Stalin Worried about Public Opinion ‘in His Own Way,’ Georgian Party Official’s Son Recalls


Paul Goble

            Staunton, November 26 – It is a commonplace that Stalin did what he wanted without regard to public opinion and used repression and propaganda to maintain his image as infallible.  But a new memoir about Kandid Charkviani, first secretary of the CPSU Central Committee in Georgia from 1938 to 1952, suggest that on occasion, he did care – or at least said he did.

            In an interview with his son Gela posted on the Kavkaz-Uzel site, there is the following story that deserves to be noted as an exception to what most assume was the universal rule. “When Stalin was in Georgia in 1951,” Gela Charkviani says, “he went from Borzhomi to Khashuri but didn’t go to his native Gori” (kavkaz-uzel.eu/blogs/83781/posts/35469).

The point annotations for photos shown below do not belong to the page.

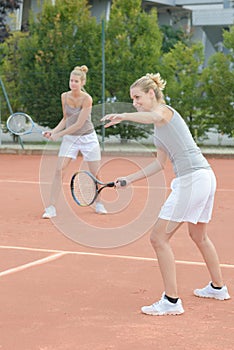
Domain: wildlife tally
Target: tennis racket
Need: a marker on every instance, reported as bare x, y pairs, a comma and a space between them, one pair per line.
85, 187
22, 124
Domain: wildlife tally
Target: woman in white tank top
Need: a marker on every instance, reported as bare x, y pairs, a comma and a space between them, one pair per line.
78, 135
192, 191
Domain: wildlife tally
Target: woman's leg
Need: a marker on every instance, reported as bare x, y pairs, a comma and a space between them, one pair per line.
94, 168
198, 234
62, 164
160, 237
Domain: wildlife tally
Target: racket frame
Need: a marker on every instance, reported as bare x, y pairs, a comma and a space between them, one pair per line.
25, 132
96, 182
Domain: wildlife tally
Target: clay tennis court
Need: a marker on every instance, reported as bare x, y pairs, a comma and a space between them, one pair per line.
59, 294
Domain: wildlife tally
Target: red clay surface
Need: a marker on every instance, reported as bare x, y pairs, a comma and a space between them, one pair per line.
59, 295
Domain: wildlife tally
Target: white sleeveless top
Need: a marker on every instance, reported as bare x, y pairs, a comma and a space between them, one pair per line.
176, 140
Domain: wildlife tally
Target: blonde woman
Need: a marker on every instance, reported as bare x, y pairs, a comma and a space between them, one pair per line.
192, 191
77, 131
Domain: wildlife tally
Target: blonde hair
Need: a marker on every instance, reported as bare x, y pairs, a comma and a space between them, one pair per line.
80, 71
151, 81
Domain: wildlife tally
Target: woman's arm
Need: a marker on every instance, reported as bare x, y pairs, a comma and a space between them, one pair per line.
84, 114
138, 117
157, 165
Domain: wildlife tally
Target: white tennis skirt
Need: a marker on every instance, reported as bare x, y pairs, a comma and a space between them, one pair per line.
88, 145
191, 198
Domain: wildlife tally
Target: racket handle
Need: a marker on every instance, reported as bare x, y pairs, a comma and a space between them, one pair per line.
123, 183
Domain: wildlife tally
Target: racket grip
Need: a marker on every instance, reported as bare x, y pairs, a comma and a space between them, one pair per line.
123, 183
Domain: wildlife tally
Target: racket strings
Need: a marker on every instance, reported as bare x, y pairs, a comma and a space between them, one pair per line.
84, 189
20, 124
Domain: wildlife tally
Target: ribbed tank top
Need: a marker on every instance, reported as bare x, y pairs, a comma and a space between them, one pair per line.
72, 115
176, 140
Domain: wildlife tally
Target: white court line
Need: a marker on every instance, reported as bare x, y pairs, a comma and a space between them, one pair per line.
33, 263
66, 183
116, 256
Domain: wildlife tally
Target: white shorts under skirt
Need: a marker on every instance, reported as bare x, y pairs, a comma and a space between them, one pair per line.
88, 145
191, 199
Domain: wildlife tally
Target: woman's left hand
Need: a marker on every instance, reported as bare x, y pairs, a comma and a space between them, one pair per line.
54, 137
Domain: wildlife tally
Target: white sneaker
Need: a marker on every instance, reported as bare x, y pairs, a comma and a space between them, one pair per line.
163, 307
209, 292
49, 213
100, 209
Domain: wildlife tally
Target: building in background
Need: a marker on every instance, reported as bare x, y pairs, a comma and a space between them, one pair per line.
206, 18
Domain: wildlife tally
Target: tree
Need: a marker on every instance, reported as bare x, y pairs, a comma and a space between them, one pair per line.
133, 46
5, 8
172, 36
62, 36
218, 86
181, 68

            “It was said that he wanted to go but thought better of it. Charkviani [senior] asked him to come to Tbilisi but [Stalin] said that if he were to go to Tbilisi, then people would say, ‘why didn’t you go to Tbilisi or Baku?’  He in his own way was afraid of public opinion,” Charkviani junior says.

            The memoirist relates another example of this “fear.”  “When the first volume of his collected works was published, it was issued in Russian. Charkviani [senior] asked to make one in Georgian, but [Stalin] refused, saying that ‘then all the republics would ask to put it out in their languages, in Uzbek or Armenian, for example.”

            According to Charkviani [junior], “Stalin tried not to show any particular favoritism to the Georgians” lest he offend other nation or force them to try to compete.